That means that \(f\) has a convergent subnet.
Step 3:
Let us suppose that each net has a convergent subnet.
Step 4:
We are going to see that for each collection of some closed subsets of \(T\) for which each finite intersection of members is not empty, the intersection of the collection is not empty.
Let \(\{C_j \vert j \in J\}\) be any such collection.
Let us augment it with all the finite intersections of members, with the result \(\{C_{j'} \vert j' \in J'\}\).
\(\{C_{j'} \vert j' \in J'\}\) is a collection of some closed subsets of \(T\) for which each finite intersection of members is not empty, because each added member is closed, as a finite intersection of closed subsets, and each finite intersection of members is a finite intersection of original members.
Let \(\{C_{j'} \vert j' \in J'\}\) have the relation (a partial ordering) such that \(C_{j'} \le C_{l'}\) if and only if \(C_{l'} \subseteq C_{j'}\).
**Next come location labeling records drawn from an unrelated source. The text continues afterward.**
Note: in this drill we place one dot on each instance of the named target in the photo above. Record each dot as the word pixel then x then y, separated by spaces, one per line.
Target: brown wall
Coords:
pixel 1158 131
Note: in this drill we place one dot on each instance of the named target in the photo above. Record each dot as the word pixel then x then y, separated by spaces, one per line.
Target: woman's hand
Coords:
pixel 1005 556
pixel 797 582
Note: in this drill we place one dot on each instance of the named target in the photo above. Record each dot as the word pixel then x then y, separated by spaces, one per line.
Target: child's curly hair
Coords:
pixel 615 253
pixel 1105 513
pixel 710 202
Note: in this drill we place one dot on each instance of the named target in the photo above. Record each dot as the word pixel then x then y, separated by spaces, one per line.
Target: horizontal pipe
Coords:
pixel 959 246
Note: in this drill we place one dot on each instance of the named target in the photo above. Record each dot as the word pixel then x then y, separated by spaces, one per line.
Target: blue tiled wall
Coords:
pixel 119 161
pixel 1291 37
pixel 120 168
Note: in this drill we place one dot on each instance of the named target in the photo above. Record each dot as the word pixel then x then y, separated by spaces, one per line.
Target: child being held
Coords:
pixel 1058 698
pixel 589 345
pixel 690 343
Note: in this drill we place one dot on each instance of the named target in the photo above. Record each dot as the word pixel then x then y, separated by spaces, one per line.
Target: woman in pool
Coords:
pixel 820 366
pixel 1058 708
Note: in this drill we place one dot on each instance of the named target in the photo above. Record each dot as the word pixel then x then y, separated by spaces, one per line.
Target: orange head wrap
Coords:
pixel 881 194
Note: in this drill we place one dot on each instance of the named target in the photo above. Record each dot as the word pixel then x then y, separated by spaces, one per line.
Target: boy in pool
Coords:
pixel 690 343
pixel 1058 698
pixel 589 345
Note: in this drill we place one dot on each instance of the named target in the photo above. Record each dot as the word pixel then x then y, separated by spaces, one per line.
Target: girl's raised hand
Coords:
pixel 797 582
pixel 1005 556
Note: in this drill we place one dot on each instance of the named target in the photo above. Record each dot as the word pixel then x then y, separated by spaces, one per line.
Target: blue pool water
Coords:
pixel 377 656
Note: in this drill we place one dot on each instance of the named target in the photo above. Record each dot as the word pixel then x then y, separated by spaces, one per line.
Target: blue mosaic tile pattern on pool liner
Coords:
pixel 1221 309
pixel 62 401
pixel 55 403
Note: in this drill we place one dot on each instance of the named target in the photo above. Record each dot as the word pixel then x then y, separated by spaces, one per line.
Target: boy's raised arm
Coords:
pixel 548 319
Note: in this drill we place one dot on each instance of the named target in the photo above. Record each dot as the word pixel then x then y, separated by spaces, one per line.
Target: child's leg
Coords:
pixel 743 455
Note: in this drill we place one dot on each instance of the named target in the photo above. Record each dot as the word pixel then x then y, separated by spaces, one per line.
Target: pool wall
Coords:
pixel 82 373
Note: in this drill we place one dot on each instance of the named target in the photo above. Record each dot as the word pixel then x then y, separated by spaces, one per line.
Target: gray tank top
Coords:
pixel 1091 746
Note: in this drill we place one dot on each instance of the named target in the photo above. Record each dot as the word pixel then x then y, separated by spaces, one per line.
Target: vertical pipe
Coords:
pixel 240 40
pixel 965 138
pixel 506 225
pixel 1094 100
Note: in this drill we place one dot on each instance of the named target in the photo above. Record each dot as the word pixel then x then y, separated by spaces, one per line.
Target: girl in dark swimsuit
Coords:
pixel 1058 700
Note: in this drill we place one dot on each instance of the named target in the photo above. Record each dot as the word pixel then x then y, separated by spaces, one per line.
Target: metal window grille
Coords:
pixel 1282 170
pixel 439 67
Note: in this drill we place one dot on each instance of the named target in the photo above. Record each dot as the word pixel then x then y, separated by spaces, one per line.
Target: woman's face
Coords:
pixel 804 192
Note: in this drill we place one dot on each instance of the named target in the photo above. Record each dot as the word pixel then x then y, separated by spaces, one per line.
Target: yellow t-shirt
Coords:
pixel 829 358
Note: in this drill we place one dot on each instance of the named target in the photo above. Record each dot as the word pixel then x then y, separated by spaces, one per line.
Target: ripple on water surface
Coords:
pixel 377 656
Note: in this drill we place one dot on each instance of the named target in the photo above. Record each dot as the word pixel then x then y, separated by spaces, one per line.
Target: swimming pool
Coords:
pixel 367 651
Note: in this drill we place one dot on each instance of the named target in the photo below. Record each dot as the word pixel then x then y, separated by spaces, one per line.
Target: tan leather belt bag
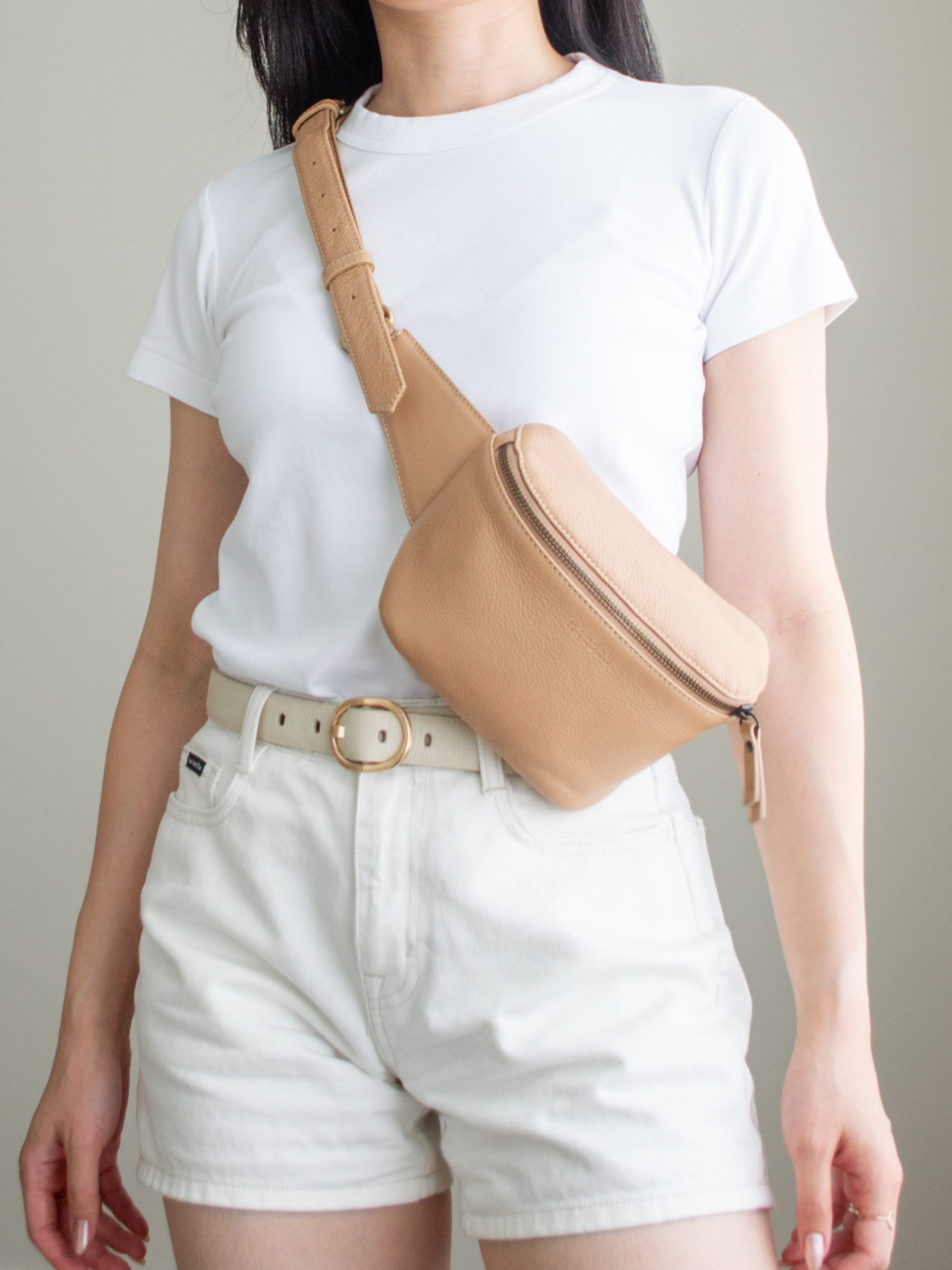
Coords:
pixel 524 592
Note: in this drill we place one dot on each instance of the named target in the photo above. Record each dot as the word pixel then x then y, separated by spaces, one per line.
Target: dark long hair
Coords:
pixel 306 50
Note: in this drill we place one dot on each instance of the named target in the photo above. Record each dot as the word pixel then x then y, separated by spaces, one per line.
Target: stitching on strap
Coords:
pixel 343 263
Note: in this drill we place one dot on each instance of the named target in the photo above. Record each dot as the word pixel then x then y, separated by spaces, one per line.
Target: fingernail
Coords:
pixel 815 1249
pixel 80 1236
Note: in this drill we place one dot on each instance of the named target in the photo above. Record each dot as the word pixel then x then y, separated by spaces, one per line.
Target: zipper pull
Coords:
pixel 754 793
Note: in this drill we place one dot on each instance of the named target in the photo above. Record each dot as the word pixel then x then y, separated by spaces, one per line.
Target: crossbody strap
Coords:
pixel 348 270
pixel 430 427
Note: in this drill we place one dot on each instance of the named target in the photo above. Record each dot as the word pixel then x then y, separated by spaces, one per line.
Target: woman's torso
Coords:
pixel 554 253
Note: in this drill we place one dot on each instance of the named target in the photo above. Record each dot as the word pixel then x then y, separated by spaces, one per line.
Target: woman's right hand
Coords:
pixel 69 1167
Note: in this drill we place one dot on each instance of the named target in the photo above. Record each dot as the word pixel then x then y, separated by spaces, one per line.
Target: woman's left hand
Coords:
pixel 841 1142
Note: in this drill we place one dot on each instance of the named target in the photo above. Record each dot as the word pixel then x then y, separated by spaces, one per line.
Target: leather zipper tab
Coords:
pixel 754 796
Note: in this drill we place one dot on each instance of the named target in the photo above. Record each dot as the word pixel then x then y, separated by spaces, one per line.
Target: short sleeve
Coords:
pixel 772 255
pixel 179 351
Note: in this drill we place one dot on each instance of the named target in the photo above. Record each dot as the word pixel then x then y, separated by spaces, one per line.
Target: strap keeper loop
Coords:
pixel 343 263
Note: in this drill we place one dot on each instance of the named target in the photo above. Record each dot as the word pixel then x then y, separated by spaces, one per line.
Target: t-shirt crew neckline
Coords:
pixel 420 134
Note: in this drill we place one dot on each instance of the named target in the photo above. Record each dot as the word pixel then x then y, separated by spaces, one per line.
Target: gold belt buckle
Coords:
pixel 370 765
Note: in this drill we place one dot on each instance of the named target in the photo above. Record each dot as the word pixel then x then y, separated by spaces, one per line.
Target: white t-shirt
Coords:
pixel 571 255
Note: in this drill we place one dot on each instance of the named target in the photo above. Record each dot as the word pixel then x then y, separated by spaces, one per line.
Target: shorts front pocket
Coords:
pixel 627 818
pixel 210 781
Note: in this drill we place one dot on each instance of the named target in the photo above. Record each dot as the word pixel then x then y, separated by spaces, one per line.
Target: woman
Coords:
pixel 353 986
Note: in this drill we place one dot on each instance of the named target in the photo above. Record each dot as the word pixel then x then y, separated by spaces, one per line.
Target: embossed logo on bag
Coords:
pixel 194 763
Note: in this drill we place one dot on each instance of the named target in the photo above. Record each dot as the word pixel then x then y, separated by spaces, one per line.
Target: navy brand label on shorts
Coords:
pixel 194 763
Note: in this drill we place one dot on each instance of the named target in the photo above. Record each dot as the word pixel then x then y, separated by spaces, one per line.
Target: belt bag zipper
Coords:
pixel 554 542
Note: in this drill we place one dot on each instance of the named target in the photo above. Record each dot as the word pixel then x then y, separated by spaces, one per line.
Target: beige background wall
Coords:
pixel 114 116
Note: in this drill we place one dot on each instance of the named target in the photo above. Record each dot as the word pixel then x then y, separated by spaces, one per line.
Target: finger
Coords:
pixel 42 1177
pixel 813 1166
pixel 99 1257
pixel 112 1235
pixel 118 1201
pixel 83 1154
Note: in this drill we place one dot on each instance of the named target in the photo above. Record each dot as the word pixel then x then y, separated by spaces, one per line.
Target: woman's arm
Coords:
pixel 74 1138
pixel 762 480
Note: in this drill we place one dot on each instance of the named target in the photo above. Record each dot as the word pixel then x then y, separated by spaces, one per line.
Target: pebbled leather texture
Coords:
pixel 576 683
pixel 522 653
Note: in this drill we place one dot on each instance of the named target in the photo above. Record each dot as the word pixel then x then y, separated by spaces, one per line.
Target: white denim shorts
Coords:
pixel 356 987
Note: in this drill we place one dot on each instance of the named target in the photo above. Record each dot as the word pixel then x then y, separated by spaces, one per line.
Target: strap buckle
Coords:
pixel 335 734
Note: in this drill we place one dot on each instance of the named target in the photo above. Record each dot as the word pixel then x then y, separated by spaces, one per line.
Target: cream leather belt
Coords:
pixel 365 734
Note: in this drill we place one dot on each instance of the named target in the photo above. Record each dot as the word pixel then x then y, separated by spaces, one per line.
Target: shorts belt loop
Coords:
pixel 249 730
pixel 491 767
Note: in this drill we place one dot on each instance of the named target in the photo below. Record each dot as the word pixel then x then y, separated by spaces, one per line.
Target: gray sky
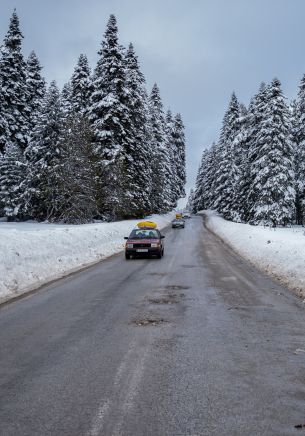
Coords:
pixel 198 51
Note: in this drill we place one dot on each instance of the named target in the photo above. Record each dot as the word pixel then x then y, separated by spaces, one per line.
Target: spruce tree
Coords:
pixel 138 169
pixel 13 87
pixel 255 117
pixel 239 205
pixel 171 145
pixel 225 176
pixel 81 85
pixel 76 178
pixel 12 175
pixel 273 165
pixel 298 135
pixel 179 146
pixel 36 88
pixel 161 189
pixel 44 159
pixel 110 118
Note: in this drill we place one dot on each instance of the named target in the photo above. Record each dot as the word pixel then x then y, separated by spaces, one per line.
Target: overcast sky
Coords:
pixel 198 51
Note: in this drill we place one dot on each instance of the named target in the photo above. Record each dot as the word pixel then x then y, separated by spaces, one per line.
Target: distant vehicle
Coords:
pixel 178 223
pixel 145 240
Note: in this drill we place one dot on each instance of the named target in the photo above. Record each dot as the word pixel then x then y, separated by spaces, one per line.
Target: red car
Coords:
pixel 144 242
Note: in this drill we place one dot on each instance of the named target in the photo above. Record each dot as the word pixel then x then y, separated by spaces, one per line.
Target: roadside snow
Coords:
pixel 280 252
pixel 32 254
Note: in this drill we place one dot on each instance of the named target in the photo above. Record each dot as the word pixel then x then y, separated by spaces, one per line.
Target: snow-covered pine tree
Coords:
pixel 179 145
pixel 110 119
pixel 3 125
pixel 171 145
pixel 273 166
pixel 66 100
pixel 36 88
pixel 44 159
pixel 76 186
pixel 190 201
pixel 225 175
pixel 255 116
pixel 161 192
pixel 239 206
pixel 15 109
pixel 138 168
pixel 298 136
pixel 198 202
pixel 81 85
pixel 12 175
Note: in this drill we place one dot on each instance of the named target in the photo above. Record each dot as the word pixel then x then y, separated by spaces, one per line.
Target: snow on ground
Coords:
pixel 32 254
pixel 280 252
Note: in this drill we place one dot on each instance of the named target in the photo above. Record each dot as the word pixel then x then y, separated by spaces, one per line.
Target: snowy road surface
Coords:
pixel 198 343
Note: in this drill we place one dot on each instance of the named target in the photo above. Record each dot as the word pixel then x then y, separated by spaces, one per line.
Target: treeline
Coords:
pixel 101 148
pixel 256 171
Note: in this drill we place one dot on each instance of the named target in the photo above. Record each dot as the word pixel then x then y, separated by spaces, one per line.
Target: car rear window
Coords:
pixel 144 234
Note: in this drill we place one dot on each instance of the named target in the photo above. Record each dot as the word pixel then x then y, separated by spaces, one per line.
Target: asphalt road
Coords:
pixel 198 343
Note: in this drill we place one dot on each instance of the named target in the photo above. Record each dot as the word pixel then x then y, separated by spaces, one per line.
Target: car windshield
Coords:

\(\{C_{j'} \vert j' \in J'\}\) with the relation is a directed set, because 1) \(C_{j'} \leq C_{j'}\) for each \(C_{j'} \in \{C_{j'} \vert j' \in J'\}\): \(C_{j'} \subseteq C_{j'}\); 2) if \(C_{j'} \leq C_{l'}\) and \(C_{l'} \leq C_{m'}\), \(C_{j'} \leq C_{m'}\): \(C_{m'} \subseteq C_{l'} \subseteq C_{j'}\); 3) for each pair, \(C_{j'}, C_{l'} \in \{C_{j'} \vert j' \in J'\}\), there is a \(C_{m'} \in \{C_{j'} \vert j' \in J'\}\) such that \(C_{j'} \leq C_{m'}\) and \(C_{l'} \leq C_{m'}\): \(C_{m'} := C_{j'} \cap C_{l'} \in \{C_{j'} \vert j' \in J'\}\) and \(C_{m'} \subseteq C_{j'}, C_{l'}\).
Let us define a net with the directed index set into \(T\), \(f: \{C_{j'} \vert j' \in J'\} \to T\), that maps \(C_{j'}\) to a \(c_{j'} \in C_{j'}\), by the axiom of choice: \(C_{j'}\) is not empty, because it is a finite intersection of members of \(\{C_{j'} \vert j' \in J'\}\).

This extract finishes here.